Myers, though, found circumstance, not preference, was the likely driver. He identified three cycles – one demographic, one economic, and one housing-based – that converged in the 2000s to drive millennials into downtowns. Now, all three cycles have reversed their effects.
Clogged drain
He likened the effect on housing to a bathtub with a plumbing problem. Millennials poured through the faucet into young singles neighborhoods – normally a temporary staging ground. But the Great Recession of 2007 to 2009 closed job opportunities and new housing availability, blocking their progress through the normal life cycle, which usually involves climbing the job ladder and moving into better housing.
In effect, the drain was clogged. Millennials could not advance and their level rose. Three cycles had converged.
- The first cycle is simplest: Cities were flooded by this rising inflow of young people coming of age, Myers said. From a low point in 1978, the number of babies born each year climbed 32 percent by 1990.

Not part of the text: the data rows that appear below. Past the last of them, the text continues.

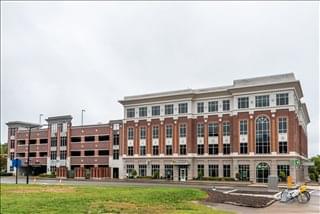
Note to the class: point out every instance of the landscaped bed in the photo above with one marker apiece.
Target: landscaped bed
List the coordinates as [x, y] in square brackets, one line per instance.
[248, 201]
[101, 199]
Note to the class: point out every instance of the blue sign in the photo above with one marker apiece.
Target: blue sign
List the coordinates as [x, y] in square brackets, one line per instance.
[16, 163]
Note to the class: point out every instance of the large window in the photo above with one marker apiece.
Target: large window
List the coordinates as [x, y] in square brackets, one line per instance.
[226, 171]
[214, 170]
[200, 130]
[262, 101]
[183, 108]
[226, 105]
[142, 111]
[283, 147]
[130, 133]
[142, 132]
[243, 102]
[168, 131]
[200, 107]
[282, 127]
[155, 110]
[155, 132]
[262, 135]
[130, 112]
[168, 109]
[183, 149]
[243, 127]
[213, 106]
[200, 149]
[282, 99]
[182, 130]
[226, 129]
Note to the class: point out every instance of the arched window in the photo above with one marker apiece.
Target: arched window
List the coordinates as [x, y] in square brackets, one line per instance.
[262, 135]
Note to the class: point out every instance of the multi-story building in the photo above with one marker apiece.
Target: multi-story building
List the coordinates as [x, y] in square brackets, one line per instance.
[252, 129]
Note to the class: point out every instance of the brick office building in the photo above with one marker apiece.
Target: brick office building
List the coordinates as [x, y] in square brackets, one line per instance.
[254, 128]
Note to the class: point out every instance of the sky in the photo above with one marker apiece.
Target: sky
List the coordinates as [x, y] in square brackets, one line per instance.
[58, 58]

The “peak” millennials born in 1990 turned 25 last year. Smaller cohorts of millennials will arrive at 25 from now on. “The tide has ebbed and fewer replacements will follow those who are moving on,” Myers said.
- Second is the employment cycle: Job growth was depressed during the Great Recession and the very slow recovery. More young people but fewer jobs had devastating effects, blocking the millennials’ entry into the job market. These forces prompted them into the “sharing economy” – living with roommates, or their parents or relatives – in gentrifying areas downtown.
Since then, the job market has loosened, Myers said. The unemployment rate for people aged 25 to 34 eased from 10.4 percent in 2009 to 5.2 percent last year – nearly as low as the pre-recession rate (4.8 percent in 2007).
Now, a smaller number of young people is turning age 25 just as jobs are opening up again. “This is a night-and-day reversal of the previous job competition, and so their economic progress should really start to accelerate,” Myers said.
- The third factor that hindered millennial progress was the housing life cycle. The housing market collapse, plus the Great Recession, flung homeowners into renting and decimated new home construction. This created extreme competition for rentals, which the Gen-Xers also had filled. With new apartment construction and home sales on the rise again, millennials have opportunities to move up.
“The millennials may have seemed frozen in time, but they are not living in a two-bedroom apartment forever,” Myers said. “The restrictions that blocked this housing lifecycle are slowly being removed, but this generation will require even more.”
Cycles reversed
Millennials, as they age, will partner up and will demand more space. Many will have kids, half or more will buy houses, and most – not all – will move to the suburbs.
“The big picture is now clear,” Myers said. “In sharp contrast to the late 2000s, post-2015, all three cycles that once conspired to flood cities with millennials and hold them there will have reversed their effects.”
He projected that the three cycles, in reverse, will draw in smaller cohorts of young people to replace older peers, accelerate job success and career mobility, and open up more housing options – both rentals and homes for purchase.
Housing supply needs to be increased to satisfy this generation that aspires to start their families and gain homeownership, he said. Rental opportunities remain the most severely constrained, with steep increases in monthly rents, until construction catches up, or when far more millennials and Gen-Xers turn over their rentals for first-time home purchases.